Church communication doesn’t happen in a bubble. We need our church family, and they need us. Start building an ‘idea bank,’ which is fancy for an ongoing list of ideas to work with. You can use Google Docs and share it with the pastoral leadership team, or you can build a list in Evernote, Pages, or Word. Whatever the method, it will help you feel like you’ll never run out of ideas. When you need encouragement, jump into a private Facebook group of church communicators and share your need, or ask for help. It’s there if you want it.

Solution #3 – Create More Time

Listen, I realize I don’t have a magic wand to add extra hours to your already packed day. I’ve written lots of helpful articles on tech tools that might be able to help you with the issues of time, but nothing is a silver bullet. You might need to get an intern to help you, you might need to increase your hours, or you might need to work on developing some methods to help ‘tame the beast’ so to speak. Building systems for each area of church communication is one of the best ways to get back your time. A system looks like a simple step-by-step process of what it takes from start to finish to cross the task off your list.

I’m sure you realize that social media can quickly take over your time. Utilizing social scheduling tools available such as Hootsuite, Buffer App, Coschedule, and the like can help. It’s also vital that you don’t try to do everything under the sun.
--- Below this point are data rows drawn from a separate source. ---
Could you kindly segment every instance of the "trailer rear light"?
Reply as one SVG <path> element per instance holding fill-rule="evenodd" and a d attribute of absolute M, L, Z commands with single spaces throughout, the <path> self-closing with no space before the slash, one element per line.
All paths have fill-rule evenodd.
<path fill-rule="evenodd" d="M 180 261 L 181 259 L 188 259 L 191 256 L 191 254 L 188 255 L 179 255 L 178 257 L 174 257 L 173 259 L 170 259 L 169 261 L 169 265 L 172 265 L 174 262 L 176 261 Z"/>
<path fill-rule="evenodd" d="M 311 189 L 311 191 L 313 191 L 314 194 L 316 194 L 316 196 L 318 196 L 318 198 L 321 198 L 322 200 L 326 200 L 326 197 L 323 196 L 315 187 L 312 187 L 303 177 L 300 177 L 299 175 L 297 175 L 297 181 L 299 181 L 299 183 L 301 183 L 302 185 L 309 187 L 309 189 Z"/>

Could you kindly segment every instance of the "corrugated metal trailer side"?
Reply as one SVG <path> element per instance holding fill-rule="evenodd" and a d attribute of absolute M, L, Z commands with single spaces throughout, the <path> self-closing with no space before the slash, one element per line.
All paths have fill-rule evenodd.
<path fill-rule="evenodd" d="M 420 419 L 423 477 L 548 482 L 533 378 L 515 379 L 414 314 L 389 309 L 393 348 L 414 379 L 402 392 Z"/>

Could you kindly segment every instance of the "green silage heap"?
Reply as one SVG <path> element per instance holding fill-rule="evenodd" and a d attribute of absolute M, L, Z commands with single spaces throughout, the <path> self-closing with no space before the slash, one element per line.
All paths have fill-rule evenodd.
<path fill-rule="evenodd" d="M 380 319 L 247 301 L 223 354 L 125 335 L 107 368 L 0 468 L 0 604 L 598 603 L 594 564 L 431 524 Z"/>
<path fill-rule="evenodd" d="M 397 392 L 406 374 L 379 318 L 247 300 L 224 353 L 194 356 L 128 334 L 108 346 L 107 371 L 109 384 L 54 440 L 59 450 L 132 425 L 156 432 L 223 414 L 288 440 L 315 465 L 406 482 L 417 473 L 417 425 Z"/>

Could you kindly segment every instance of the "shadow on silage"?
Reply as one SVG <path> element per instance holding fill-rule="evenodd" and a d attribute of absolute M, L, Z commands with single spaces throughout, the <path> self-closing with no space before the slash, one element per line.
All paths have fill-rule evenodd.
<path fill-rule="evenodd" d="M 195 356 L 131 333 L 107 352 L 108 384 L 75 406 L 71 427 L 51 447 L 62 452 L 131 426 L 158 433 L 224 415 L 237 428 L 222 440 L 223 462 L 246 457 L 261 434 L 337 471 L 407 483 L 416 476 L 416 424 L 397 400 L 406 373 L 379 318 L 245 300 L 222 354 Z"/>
Most churches these days stick with Instagram and Facebook as their primary social networks.

Steps to Find More Time and Get Organized:

1) First, Pray – ask God to direct your steps.
2) Do a communication audit see what you’re already doing.
3) Build a simple plan that includes your primary social networks, primary all-church communication, primary ministry communication.
4) Decide on a social media scheduling solution.
5) Set up solutions and begin to schedule out 3x Facebook posts a week, daily Instagram posts, then set a task reminder to check the post responses several times a day or allow push notifications on your phone.

I’m a huge fan of the social and marketing calendar platform, Coschedule, because you can schedule email communication, social communication, blog posts – virtually anything and everything – and see it in one place at one time. This helps me be consistent in my own company’s communication in ways that far surpassed my own abilities. Technology makes it possible keep up; without it I’d be far behind for sure.

I can’t go into every area of church communication here to build systems for you but know that half the battle with time management is breaking tasks and projects down into smaller steps. It can help you avoid total overwhelm and also allow you to set times during your week when you handle each aspect of church communication.

For instance, block out Monday mornings to work on the following Sunday’s bulletin copy.

Set a time Monday afternoon to schedule the following week’s social posts, then get the scheduled and ready to go.

Overall, setting up systems to solve these three church communication challenges is crucial.